It would be nice to be able to get predictions in the same order as they are in my test dataframe.
Code for reference:
import pandas as pd
from fastai import *
from fastai.tabular import *
path = './'
train_df = pd.read_csv('./train.csv')
split = 40000
valid_idx = range(len(train_df)-split, len(train_df))
test_df = pd.read_csv('./test.csv')
dep_var = 'target'
data = TabularDataBunch.from_df(path, train_df, dep_var, valid_idx=valid_idx, test_df=test_df)
learn = tabular_learner(data, layers=[200,20], metrics=accuracy)
learn.data.show_batch()
learn.lr_find()
learn.recorder.plot()
learn.fit_one_cycle(10, 1e-2)
preds, y = learn.get_preds(DatasetType.Test) # <-- I think these are in a different order than test_0, test_1, etc.
As a workaround right now I am just iterating through the test dataframe and predicting each row one at a time, but this is just slow and seems wrong
That is weird, they normally are in the same order. Can you check that data.show_batch(ds_type=DatasetType.Test) returns the same things as your first rows?

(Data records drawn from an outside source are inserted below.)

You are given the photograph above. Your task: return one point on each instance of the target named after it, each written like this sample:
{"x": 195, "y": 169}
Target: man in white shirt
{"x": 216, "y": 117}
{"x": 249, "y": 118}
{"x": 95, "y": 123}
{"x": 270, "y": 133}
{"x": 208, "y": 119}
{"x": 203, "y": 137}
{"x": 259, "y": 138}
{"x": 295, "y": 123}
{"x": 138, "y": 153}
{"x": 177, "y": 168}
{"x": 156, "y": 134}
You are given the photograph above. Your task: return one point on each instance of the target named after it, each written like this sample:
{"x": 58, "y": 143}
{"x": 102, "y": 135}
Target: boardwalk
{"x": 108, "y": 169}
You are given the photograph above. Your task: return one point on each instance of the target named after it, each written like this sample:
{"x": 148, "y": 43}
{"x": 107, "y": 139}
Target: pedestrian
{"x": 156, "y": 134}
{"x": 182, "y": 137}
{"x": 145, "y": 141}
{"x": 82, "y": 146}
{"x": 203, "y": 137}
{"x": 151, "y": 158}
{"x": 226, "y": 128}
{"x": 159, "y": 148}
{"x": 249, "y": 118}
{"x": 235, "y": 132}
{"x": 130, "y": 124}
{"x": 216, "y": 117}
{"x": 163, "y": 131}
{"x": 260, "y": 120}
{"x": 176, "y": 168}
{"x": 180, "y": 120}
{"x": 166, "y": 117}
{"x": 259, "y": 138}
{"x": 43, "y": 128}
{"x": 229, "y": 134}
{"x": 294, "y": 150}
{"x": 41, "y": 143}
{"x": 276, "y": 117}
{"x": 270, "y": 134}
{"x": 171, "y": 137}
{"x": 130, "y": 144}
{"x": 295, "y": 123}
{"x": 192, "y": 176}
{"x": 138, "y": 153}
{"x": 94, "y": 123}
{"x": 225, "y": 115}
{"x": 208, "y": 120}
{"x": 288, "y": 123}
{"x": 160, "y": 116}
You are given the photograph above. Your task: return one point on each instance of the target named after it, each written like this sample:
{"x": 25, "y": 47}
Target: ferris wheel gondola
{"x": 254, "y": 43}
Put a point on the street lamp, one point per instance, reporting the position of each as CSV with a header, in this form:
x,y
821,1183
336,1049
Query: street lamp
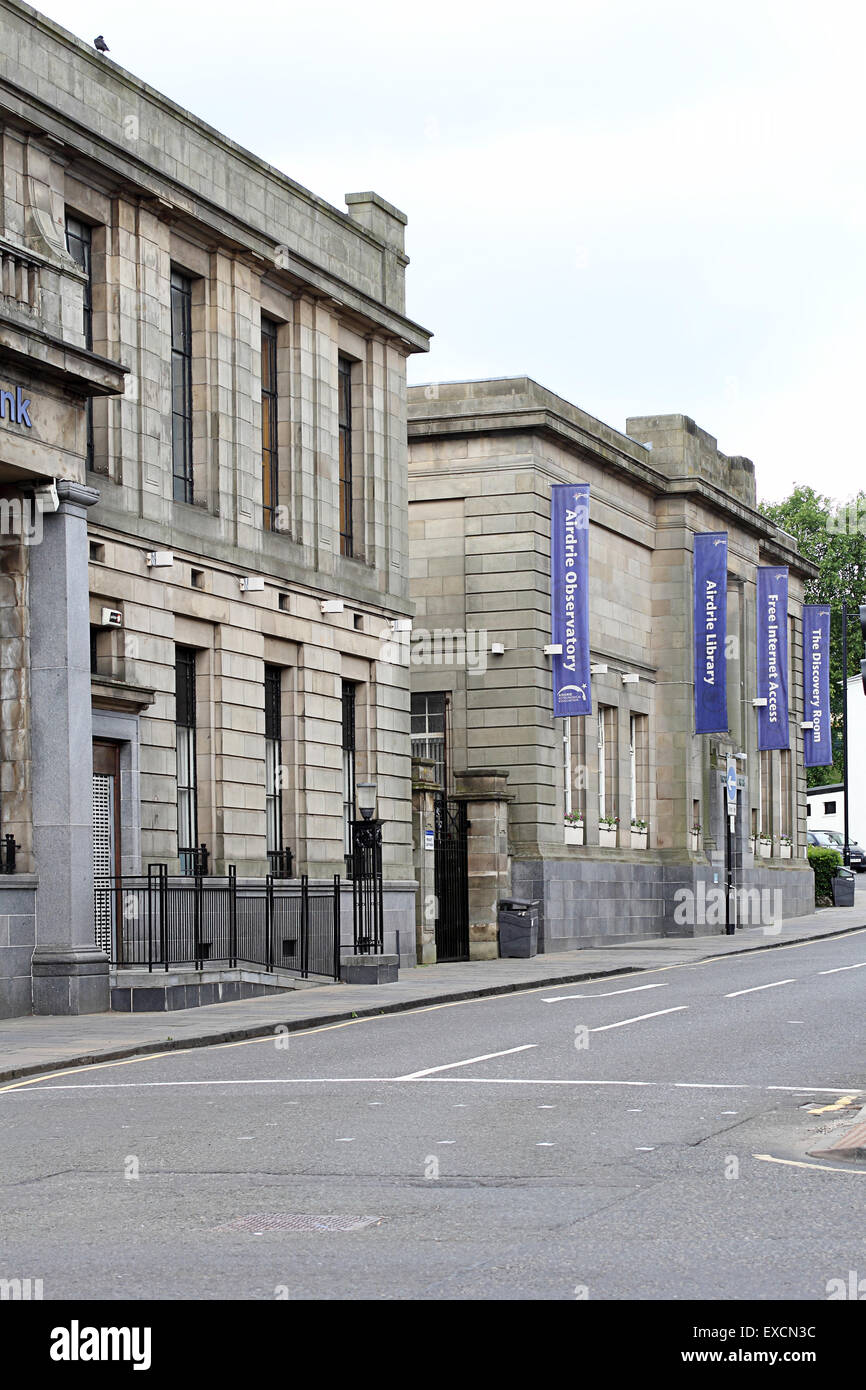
x,y
367,901
364,794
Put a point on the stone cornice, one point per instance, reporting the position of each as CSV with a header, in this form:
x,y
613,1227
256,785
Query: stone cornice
x,y
530,409
86,143
39,353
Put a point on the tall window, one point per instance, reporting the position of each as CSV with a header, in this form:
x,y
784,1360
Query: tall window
x,y
606,762
638,761
786,792
79,245
428,731
349,745
346,510
766,792
273,759
185,734
574,766
181,385
270,456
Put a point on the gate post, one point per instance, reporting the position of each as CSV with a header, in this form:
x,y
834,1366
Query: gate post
x,y
489,868
423,794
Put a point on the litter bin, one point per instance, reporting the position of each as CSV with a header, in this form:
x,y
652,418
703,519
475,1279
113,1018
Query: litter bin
x,y
843,887
517,925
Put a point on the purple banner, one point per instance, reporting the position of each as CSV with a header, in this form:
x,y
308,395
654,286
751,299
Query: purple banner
x,y
818,741
570,598
773,656
711,628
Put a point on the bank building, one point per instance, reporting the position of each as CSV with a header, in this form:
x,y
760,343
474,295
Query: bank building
x,y
205,551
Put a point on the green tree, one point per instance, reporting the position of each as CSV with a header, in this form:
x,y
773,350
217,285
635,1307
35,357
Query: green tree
x,y
833,537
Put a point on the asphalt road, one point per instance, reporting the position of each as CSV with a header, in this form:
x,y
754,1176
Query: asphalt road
x,y
634,1137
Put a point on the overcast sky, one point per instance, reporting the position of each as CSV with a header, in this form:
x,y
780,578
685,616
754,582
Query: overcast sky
x,y
648,209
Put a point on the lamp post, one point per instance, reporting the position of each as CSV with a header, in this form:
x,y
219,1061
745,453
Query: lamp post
x,y
367,905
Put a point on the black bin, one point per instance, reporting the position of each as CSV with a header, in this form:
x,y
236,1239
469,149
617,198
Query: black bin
x,y
517,922
843,888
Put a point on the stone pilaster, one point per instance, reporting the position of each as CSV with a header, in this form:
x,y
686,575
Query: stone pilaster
x,y
489,879
70,973
423,792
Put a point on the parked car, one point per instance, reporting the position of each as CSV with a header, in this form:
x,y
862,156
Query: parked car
x,y
856,856
831,840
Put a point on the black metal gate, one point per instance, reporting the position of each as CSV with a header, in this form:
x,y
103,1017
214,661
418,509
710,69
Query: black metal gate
x,y
451,879
733,863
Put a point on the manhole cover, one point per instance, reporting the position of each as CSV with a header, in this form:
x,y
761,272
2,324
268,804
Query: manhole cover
x,y
259,1222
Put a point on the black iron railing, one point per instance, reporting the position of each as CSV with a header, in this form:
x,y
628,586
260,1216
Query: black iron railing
x,y
367,890
157,920
7,854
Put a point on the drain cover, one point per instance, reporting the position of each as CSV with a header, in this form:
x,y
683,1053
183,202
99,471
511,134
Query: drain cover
x,y
259,1222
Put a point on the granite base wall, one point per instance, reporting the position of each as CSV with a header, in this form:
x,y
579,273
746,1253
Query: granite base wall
x,y
592,902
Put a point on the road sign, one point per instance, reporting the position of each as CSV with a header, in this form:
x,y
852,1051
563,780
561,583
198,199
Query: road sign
x,y
730,783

Note that test sets are unlabeled, so if you say this because your ys are 0, this isn’t a good check.
Interesting, I see that now. However another issue, when I pass in a databunch to get preds, they do seem out of order, or the accuracy drops dramatically. When I do a learn.predict() vs learn.get_preds(), predict returns ~97% accuracy whereas get_preds when comparing with the actual truth only gives me ~50%. Is order being lost in get_preds?
Ah I think I see my issue now. get_preds at location 1 (getpreds()[1]) returns the LOCATION of the category on the list, not the category itself. Apologies! Has there been thought to include the predicted category for situations in tabular regression?
Yeah, is there any follow up on this issue? I am experiencing the same thing. When I use get_pred(DatasetType.Test) it returns all the rows out of order. Currently, I am iterating through each row in my test set and using the predict method, but this is painfully slow. Would love to know if anyone has solved this problem! Thanks!